I agree with @GroggyGolem . The Autfire rules are fine as is. As someone who has actually fired autofire weapons in real life (both the M-60 and M-16), the Autfire rules work very well to emulate this.

What do the properties of real life guns (which aren't blasters anyway) have to do with making a balanced tabletop roleplaying game?

1 hour ago, Azmodael said:

My DM's biggest argument is that Autofire is inconclusive. Two good rolls can end a battle in two rounds, but if he accounts for that and my character misses tow turns in a raw we'd be in big trouble.

This I don't get. The system is FULL of this stuff, it's just an inevitability you have to deal with. I've had entire well planned boss encounters ended by one very good crit in the first round, and I've had players spend an entire combat missing against grunts. The game's pretty swingy, I don't think autofire is any more guilty of that than other mechanics in the game.

Edited by Tom Cruise
1 hour ago, Azmodael said:

I would like to thank everyone for their thoughts. I think we are not using the system to its full potential - for example we've never rolled a fear check despite facing some really overwhelming odds. Visibility is usually perfect and so forth.

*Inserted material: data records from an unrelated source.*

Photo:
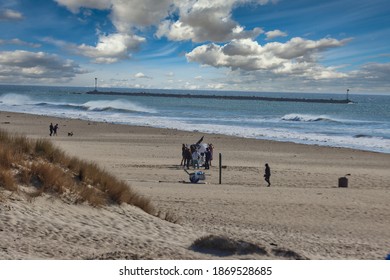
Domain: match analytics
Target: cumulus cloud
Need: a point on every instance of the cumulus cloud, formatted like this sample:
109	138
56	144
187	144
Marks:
141	75
128	14
202	21
24	66
198	21
8	14
75	5
110	48
274	34
295	57
19	43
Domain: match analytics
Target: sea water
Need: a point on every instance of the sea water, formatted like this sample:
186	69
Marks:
363	124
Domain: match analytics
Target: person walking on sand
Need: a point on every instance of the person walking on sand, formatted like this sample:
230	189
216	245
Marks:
188	158
51	129
183	158
207	159
55	129
267	174
211	149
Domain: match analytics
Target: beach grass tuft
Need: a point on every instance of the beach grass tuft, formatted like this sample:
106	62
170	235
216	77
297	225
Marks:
43	168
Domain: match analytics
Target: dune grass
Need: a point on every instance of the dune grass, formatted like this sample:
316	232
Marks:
41	167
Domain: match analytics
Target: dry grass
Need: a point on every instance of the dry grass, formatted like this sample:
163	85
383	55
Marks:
7	181
223	246
39	164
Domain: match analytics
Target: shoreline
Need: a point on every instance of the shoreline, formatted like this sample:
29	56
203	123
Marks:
198	132
303	212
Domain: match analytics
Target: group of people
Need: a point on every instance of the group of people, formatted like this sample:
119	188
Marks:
53	129
196	158
202	154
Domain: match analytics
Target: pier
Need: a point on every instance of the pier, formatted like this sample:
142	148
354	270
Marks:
226	97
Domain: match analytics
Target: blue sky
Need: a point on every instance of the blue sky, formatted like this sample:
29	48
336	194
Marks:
249	45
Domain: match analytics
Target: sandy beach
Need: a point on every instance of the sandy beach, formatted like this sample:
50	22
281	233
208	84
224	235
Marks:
304	214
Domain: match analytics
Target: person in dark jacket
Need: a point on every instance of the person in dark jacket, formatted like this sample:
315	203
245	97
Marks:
267	174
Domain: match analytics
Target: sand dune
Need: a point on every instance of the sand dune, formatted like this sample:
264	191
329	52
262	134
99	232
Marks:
302	215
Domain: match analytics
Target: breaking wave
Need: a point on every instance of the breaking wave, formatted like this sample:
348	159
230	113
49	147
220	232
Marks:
306	118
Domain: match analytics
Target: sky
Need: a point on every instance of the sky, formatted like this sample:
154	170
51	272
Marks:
324	46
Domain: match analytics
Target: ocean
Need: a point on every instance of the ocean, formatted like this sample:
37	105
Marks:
363	124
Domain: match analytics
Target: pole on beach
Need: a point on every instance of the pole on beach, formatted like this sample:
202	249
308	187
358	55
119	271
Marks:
220	168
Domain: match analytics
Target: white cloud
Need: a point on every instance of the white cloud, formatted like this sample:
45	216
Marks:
274	34
24	66
110	48
8	14
202	21
75	5
198	21
127	14
296	57
19	43
141	75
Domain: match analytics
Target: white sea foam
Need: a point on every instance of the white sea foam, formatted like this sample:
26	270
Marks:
306	118
13	99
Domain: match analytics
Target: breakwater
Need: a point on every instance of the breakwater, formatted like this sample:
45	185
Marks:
229	97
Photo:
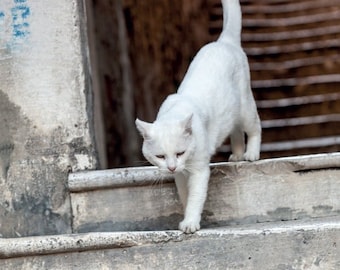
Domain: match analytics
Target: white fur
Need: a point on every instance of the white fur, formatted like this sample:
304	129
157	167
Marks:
213	102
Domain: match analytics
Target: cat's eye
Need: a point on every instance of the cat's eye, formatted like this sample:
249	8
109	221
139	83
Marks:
180	154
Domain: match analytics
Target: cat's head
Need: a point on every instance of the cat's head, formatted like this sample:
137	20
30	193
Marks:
167	144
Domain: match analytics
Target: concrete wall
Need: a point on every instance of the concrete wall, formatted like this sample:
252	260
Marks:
45	113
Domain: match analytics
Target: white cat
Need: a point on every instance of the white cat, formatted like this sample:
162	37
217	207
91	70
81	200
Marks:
214	101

Adding some black dice will reduce my advantages and make both of us happier - NPCs would take less damage and actually rolling a good roll would feel more meaningful to me.

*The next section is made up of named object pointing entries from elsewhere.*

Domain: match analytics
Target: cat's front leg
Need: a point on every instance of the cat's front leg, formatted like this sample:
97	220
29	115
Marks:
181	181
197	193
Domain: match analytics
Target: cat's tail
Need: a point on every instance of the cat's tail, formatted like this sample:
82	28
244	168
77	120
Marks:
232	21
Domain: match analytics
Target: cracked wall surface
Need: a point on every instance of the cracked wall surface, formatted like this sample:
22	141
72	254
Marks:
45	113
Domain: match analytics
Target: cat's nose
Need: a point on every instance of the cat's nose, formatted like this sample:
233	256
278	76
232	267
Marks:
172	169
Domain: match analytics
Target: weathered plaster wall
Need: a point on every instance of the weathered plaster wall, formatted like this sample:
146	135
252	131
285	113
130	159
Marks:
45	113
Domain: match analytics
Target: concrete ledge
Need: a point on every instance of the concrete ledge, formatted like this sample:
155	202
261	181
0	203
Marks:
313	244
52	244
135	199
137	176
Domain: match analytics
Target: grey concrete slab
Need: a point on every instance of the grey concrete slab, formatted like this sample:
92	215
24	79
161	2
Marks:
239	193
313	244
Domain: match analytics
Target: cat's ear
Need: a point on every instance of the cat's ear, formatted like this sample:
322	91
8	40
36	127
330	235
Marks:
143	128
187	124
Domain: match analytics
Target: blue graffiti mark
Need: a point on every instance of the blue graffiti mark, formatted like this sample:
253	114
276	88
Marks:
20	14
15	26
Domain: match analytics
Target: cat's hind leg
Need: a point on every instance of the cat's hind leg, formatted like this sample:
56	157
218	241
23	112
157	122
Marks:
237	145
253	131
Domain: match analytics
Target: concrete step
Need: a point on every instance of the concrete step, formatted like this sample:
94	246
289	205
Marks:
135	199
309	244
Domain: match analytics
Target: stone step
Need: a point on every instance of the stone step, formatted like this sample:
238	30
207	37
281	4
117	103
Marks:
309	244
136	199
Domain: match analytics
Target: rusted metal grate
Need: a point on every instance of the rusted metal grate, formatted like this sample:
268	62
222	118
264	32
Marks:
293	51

The Squad rules in particular looks appear like the perfect solution to protect an important NPCs from an Autofire burst without adding extra firepower that could inadvertently kill us - the thing he has complained about the loudest.

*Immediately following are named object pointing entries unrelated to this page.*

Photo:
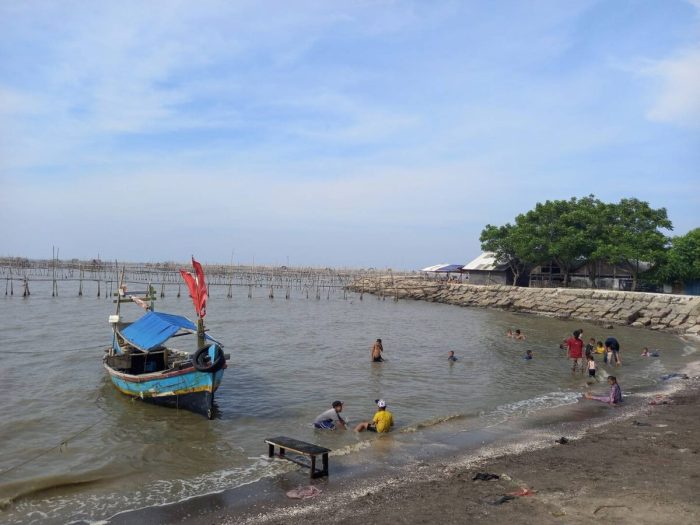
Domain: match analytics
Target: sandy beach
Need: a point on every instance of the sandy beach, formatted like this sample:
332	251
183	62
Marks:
637	465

My approach is to try to avoid setting a fight anywhere that isn't "interesting". "Interesting" fights typically add black dice or upgrade difficulty for certain actions (different ones in different locations), or add extra hazards. This lets characters who can remove setbacks in the particular situation shine, and means I can use 'proper' stormtrooper weaponry without tearing the characters apart. I don't think the balance point of offence and defence in this system is open field with no cover, and you rarely see that in Star Wars anyway !

7 hours ago, R5D8 said:

Also, I've never wrapped my head around the fact that there's no benefit to taking cover if your armor is sufficient.

YES!

I think Autofire is not broken, it is supposed to be very lethal for anything you target. The problem you won't find in any other game is the ammo problem. In a standard setting with a machine gun, you cannot use autofire every rounds because you will run out of ammo in a couple of seconds, and you weapon will overheat.

In Starwars, ammo is not a problem...

So the most efficient house rule is to run out of ammo on 3 threats minus one each time you activate autofire. And don't forget declaring an autofire action increase difficulty by one

5 hours ago, Azmodael said:

I can understand why people believe that Autofire is broken. There are only three mechanics in the game that allow you to turn advantages into hits&damage - DW, Linked and Autofire. DW is capped on 2 hits and Linked is very rare, mostly found on Gunnery weapons. Autofire is the only one that allows you to cap in as many advantages as you can.

If you're using all the books, there's more than 3 things that turn advantages into damage (looking at you, Hawkbat Swoop).